The annual New Yorker magazine festival is the embodiment of the erudite weekly. But this year’s instalment nearly came unstuck before it even began after editor David Remnick decided to invite Steve Bannon, the hard-right ideologue and former Trump strategist, to speak.
Remnick was to interview Bannon himself, in what he had promised in his invitation would be “an informal, free-ranging discussion of the political movements redefining international and local politics.”
When news of the proposed event emerged this week, New Yorker staffers, contributors and potential festival speakers raised their objections.
Writer Roxane Gay suggested the invitation to Bannon demonstrated "how the intellectual class doesn't truly understand racism or xenophobia."
Malcolm Gladwell, the author and New York staffer, was one of few voices supporting the mooted talk, suggesting that a festival of ideas should "expose the audience to ideas. If you only invite your friends over, it’s called a dinner party."
After a day of criticism, Remnick issued a comprehensive statement, concluding: "I don’t want well-meaning readers and staff members to think that I’ve ignored their concerns. I’ve thought this through and I’ve talked to colleagues - and I’ve reconsidered. I’ve changed my mind."
In his recent book "In The Restaurant," Christoph Ribbat, professor of American Studies at the University of Paderborn, wrote that the New Yorker of the postwar era defined itself as "a guardian of civilization. It points the way to the most cultivated products and ideas...and sees itself as the voice of idealized American democracy."
The same holds true of Remnick’s 21st century New Yorker. The ideal New Yorker reader remains educated, curious, well off, and every inch a Manhattanite.
The criticism levelled by people such as Roxane Gay - that the New Yorker editor and his readers are operating from a point of comfortable detachment, has a ring of truth to it: though the attendees at the New Yorker festival are extremely unlikely to be Trump voters, they are likely to be somewhat insulated from the consequences of the rhetoric of Bannon and his ilk. They have the luxury of finding him "interesting."

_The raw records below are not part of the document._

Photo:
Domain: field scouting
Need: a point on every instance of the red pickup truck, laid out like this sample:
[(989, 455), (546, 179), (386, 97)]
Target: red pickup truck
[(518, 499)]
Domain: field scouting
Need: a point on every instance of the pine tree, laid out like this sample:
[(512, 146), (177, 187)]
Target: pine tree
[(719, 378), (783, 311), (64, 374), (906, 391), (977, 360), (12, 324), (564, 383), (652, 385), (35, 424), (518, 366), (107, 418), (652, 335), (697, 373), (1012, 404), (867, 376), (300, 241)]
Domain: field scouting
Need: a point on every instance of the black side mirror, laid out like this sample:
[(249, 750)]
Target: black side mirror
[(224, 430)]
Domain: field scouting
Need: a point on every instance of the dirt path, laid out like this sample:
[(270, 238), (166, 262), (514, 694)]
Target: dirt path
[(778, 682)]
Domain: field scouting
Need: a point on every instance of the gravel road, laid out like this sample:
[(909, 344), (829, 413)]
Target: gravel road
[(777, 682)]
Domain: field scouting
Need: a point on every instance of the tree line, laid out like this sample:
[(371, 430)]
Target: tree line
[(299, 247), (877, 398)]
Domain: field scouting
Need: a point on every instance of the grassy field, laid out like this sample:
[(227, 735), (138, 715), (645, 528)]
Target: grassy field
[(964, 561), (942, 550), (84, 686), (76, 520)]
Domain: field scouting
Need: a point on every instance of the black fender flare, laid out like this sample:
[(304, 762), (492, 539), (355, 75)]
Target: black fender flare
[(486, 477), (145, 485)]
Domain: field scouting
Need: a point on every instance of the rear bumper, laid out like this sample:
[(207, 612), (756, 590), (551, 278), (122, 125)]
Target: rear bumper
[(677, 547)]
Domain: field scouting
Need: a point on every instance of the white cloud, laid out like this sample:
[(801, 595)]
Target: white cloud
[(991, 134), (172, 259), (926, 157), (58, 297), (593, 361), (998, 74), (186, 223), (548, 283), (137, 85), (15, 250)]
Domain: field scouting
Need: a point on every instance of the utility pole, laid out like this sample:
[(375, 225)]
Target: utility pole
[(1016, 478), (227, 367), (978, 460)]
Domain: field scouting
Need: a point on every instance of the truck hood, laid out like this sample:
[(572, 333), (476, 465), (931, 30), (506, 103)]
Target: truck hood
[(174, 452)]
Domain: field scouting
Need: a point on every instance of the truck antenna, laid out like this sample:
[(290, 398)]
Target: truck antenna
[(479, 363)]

But what is Remnick’s responsibility? In his statement, Remnick pointed out that Bannon has been a significant figure in domestic and international politics in recent years and as such, worth attention and examination.
Responding to his invitation being rescinded, Bannon took the opportunity to praise and damn Remnick in consecutive sentences: "The reason for my acceptance was simple: I would be facing one of the most fearless journalists of his generation. In what I would call a defining moment, David Remnick showed he was gutless when confronted by the howling online mob."
The use of "fearless" here is disingenuous and self-aggrandizing, suggesting that only the bravest of liberal journalists would have the guts to even speak to the behemoth Bannon.
Every bit as disingenuous were the many critics who implied that Remnick thought he could "challenge" Bannon in some kind of gladiatorial contest in the interview.
Remnick is too smart to believe this to be the case, as he made clear in his statement ("There’s no illusion here. It’s obvious that no matter how tough the questioning, Bannon is not going to burst into tears and change his view of the world.")
Meanwhile, the Economist magazine - another organ of the liberal order - has taken a different tack, defending its decision to invite Bannon to speak at its Open Future Festival by claiming that "rigorous questioning and debate" will "expose bigotry and prejudice."
So is the cancellation of Bannon’s appearance at the New Yorker festival censorship?
To an extent, yes. It’s no good to simply say that the revocation of the invitation after public pressure is "not a free speech issue," or that Bannon’s First Amendment rights have not been breached. A person who was to speak on a public platform will not now speak on a public platform, after pressure from his opponents.
The real question is whether this is a level and form of censorship that we are comfortable with. Those who say that the invitation should not have been extended will say that these are extraordinary times: Trump is no ordinary president, and Bannon no ordinary former adviser. The usual rules of discourse do not apply. Normalization cannot pass, in the White House or at a cultural festival.
Those who defend Remnick’s original invitation will say that the abandonment of the usual rules is exactly what the extremists demand.
Bannon’s assertion that the cancellation is a "defining moment" would suggest this will be added to the litany of liberal weaknesses to which he aims to offer an authoritarian alternative.
David Remnick’s commitment to the objective conversation must be admired, but we must hope that, as the editor said in his own statement, "There is a better way to do this." Remnick says that this should, and will, happen in the context of a written interview in the New Yorker magazine itself, where context and editorial input will presumably mean Bannon would be denied free rein.
But better preparation and presentation - not least consulting staff before announcing the event - could have ensured a Bannon speaking event could have been put in context too.
As it stands, Bannon can claim to have been too hot to handle for the "liberal elites" he stands against, and Remnick and the New Yorker appears insensitive to readers and contributors. A poor day’s work for free speech - and for progressive politics.